Quello che paventavo è purtroppo avvenuto: le istruttorie nei processi di mafia si sono inceppate e quel delicatissimo congegno che è costituito dal gruppo cosiddetto antimafia dell'ufficio istruzione di Palermo, per cause che in questa sede non intendo analizzare, è ormai in stato di stallo. Paolo Borsellino, della cui amicizia mi onoro, ha dimostrato ancora una volta il suo senso dello Stato e il suo coraggio denunciando pubblicamente omissioni e inerzie nella repressione del fenomeno mafioso che sono sotto gli occhi di tutti.
Come risposta è stata innescata un'indegna manovra per tentare di stravolgere il profondo valore morale del suo gesto, riducendo tutto a una bega tra «cordate» di magistrati, a una «reazione», cioè, tra magistrati «protagonisti», «oscurati» da altri magistrati che, con diversa serietà professionale e con maggiore incisività, condurrebbero le indagini in tema di mafia.
Tuttavia, essendo prevedibile che mi saranno chiesti chiarimenti sulle questioni poste sul tappeto dal procuratore di Marsala, ritengo di non poterlo fare se non a condizione che non vi sia nemmeno il sospetto di tentativi da parte mia di sostenere pretese situazioni di privilegio (ciò, inevitabilmente, si dice adesso a proposito dei titolari di indagini in tema di mafia).
E allora, dopo lunga riflessione, mi sono reso conto che l'unica via praticabile a tal fine è quella di cambiare immediatamente ufficio...  

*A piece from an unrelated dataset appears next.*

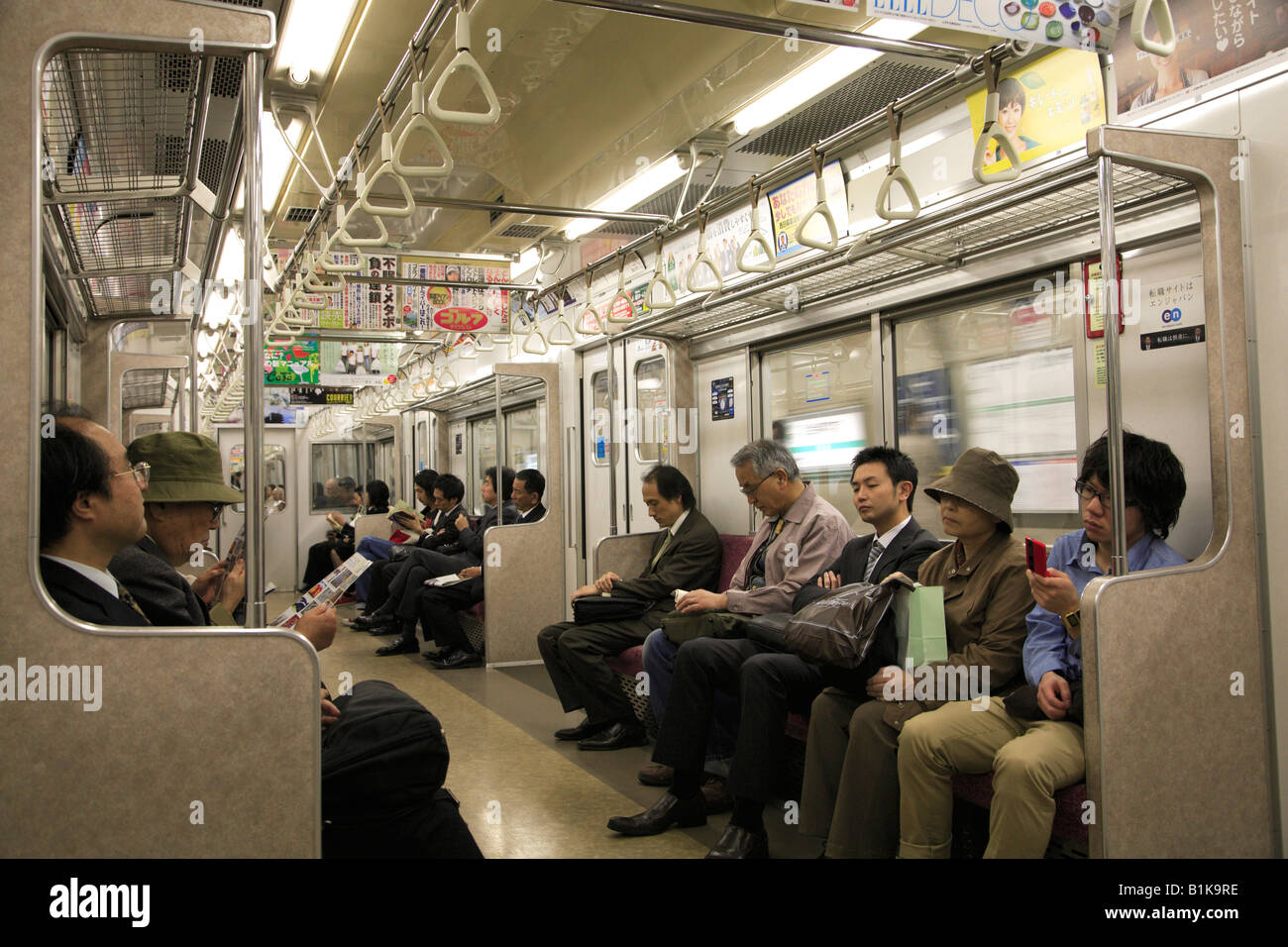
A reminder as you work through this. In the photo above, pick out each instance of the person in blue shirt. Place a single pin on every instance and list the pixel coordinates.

Come è noto le dimissioni di Falcone furono respinte, l'allarme di Borsellino venne ignorato, il pool antimafia venne smobilitato e le inchieste su Cosa Nostra  prima centralizzate nell'Ufficio istruzione vennero disseminate  in una molteplicità di uffici giudiziari siciliani, determinando così l'esito infausto delle indagini che vennero in larga misura archiviate. 

Ma, soprattutto, restò incompiuto il programma di indagine che il pool aveva preannunciato  nella motivazione della Sentenza - Ordinanza del maxi processo  nella quale venivano individuate due aree alle quali sarebbe stata prestata la massima attenzione:

"alcune attività della c.d. criminalità dei colletti bianchi in tema di riciclaggio di denaro [..] e [..] manifestazioni di connivenza e collusione da parte di persone inserite nelle pubbliche istituzioni (che) possono realizzare condotte di fiancheggiamento del potere mafioso, tanto più subdole e striscianti, sussumibili - a titolo concorsuale - nel delitto di associazione mafiosa" ( Sentenza - Ordinanza Trib. Palermo 8 novembre 1985, pp. 4125 - 4126).  

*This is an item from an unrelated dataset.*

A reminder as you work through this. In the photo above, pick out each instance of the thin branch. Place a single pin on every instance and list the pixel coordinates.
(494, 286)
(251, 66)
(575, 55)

Quella parte della sentenza - ordinanza preannunciava i futuri possibili sviluppi di una strategia antimafia che, in coerenza con il dettato costituzionale degli artt. 3 e 112 Costituzione, articolava la risposta giudiziaria a tutti i livelli del sistema di potere mafioso: i componenti organici dell'organizzazione ed il vastissimo e variegato mondo di colletti bianchi collusi, appartenenti al mondo politico, imprenditoriale e finanziario, che con il metodo mafioso e grazie alla mafia avevano costruito fortune economiche e carriere.
 
Non è certamente un caso che l'incessante campagna di delegittimazione nei confronti del pool antimafia, che sfocerà nell' emarginazione di Giovanni Falcone, avesse preso un ritmo incalzante proprio quando il pool, dopo avere tratto in arresto centinaia di esponenti dei quadri intermedi e di comando della mafia militare, aveva attinto  con le indagini anche i livelli superiori che  coinvolgevano il mondo politico ed economico: il 3 novembre 1984 era stato arrestato Vito Ciancimino, il successivo 12 novembre le manette si erano strette ai polsi dei cugini Nino e Ignazio Salvo, terminali regionali di un ramificato sistema di potere nazionale.

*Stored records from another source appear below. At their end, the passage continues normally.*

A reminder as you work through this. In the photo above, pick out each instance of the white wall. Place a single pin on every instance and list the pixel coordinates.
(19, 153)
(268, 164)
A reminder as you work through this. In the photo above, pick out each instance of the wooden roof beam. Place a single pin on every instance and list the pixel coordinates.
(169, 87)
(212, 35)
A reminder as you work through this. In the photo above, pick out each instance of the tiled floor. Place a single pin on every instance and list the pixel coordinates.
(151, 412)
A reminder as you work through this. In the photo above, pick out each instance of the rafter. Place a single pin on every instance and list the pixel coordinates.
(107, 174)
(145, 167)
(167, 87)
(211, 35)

La stagione degli intoccabili sembrava volgere alla fine. Molti a Palermo e a Roma cominciano a temere il peggio. A chi sarebbe toccato dopo i Salvo e Ciancimino? 

I processi celebrati dopo la stagione stragista del 1992 - 1993 e le sentenze penali emesse in questi ultimi venti anni hanno gettato  una vivida luce retrospettiva sul passato,  consentendo  oggi di delineare la fisionomia complessiva  dell'immane sistema di potere regionale e nazionale che aveva ben  ragione di temere l'azione di un  pool antimafia che appariva come una pericolosa variabile indipendente rispetto agli  equilibri di potere esistenti.

Giovanni Falcone, che di quel pool era stato l'anima, aveva già dimostrato in precedenza di essere in grado, seguendo la pista dei capitali illegali, di  arrivare nei santuari finanziari dove confluivano, come in un unico  mare magnum, i fiumi carsici dei soldi della droga, delle tangenti politiche, dei capitali piduisti.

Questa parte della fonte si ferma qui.